Il faut dire que les choses ont mal commencé. A l'instar d'une industrie souvent coupable d'entretenir certains clichés pesants quant à la répartition des rôles hommes - femmes, le géant du jouet n'a pas toujours milité pour la parité. Le lancement il y a deux ans de la gamme " Friends " dédiée aux filles a relancé le débat sur le rôle de l'industrie du jouet dans l'entretien d'un certain sexisme ambiant. Dans un spot télévisé promotionnel diffusé à l'occasion, des figurines vêtues de rose " girly " étaient montrées en train de se prélasser dans un salon de beauté, de bavarder au café ou dans leur rôle de femme au foyer.
Une vision un peu éculée du gender-marketing. Chez les parents, de nombreuses voix se sont instantanément élevées pour dénoncer le message, surtout remarquable par sa vacuité, adressé par la marque aux filles. Une pétition a même vu le jour sur Internet pour demander au fabriquant de jouets de retirer les produits incriminés de la vente. Dans le brouhaha de ce " bad buzz ", le plaidoyer le plus vibrant reste celui de Charlotte, une petite fille de 7 ans qui a envoyé à la marque une lettre manuscrite passée à la postérité.
Depuis, Lego a appris à écouter ses fans. Car c'est bien eux qui sont à l'origine de l'idée. Suggérée par la géophyscienne suédoise Hellen Kooijman via la plateforme d'innovation participative " Lego Ideas " qui permet aux fans depuis 2008 de soumettre et voter pour des idées de produits susceptibles de faire l'objet de tirages limités par la marque, la gamme " Research Lab " a été plébiscitée par les internautes. Puis par le monde entier. Commercialisée début août 2014, elle a disparu des rayons des magasins en quelques jours à peine, victime de son succès.

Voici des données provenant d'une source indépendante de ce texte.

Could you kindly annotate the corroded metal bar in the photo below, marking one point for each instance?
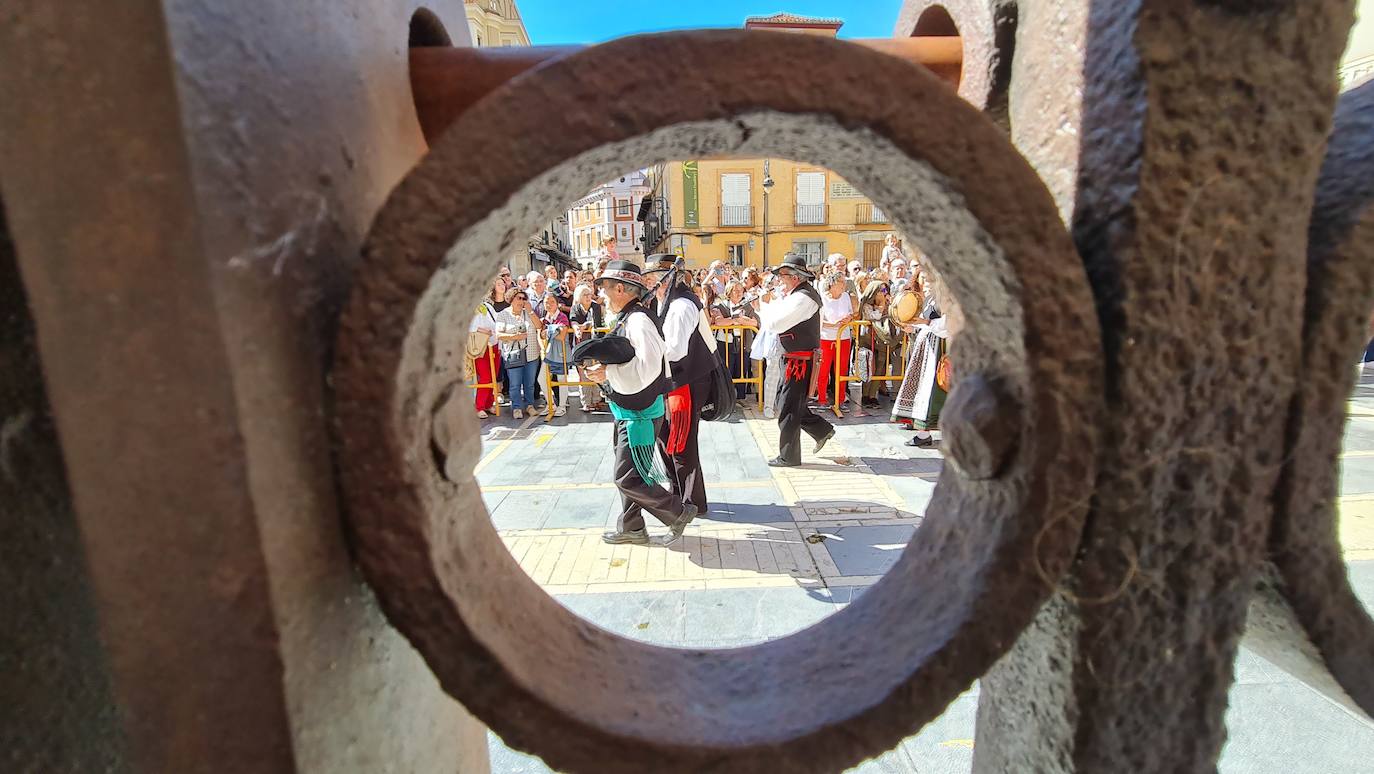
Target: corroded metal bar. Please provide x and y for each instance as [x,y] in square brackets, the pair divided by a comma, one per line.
[952,604]
[448,80]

Les figurines ont même été adoubées par de vraies scientifiques, à l'instar de Donna Yates. Cette archéologue, professeur à l'université de Glasgow, a créé un compte Twitter qui met en oeuvre des figurines de la gamme Research Lab dans des situations issues du quotidien des académiques. Les légendes, humoristiques, expliquent pour beaucoup l'immense popularité de l'initiative, qui a attiré plus de 25 000 followers en quelques jours. De quoi prouver que, jouets ou pas, le féminisme séduit petits et grands.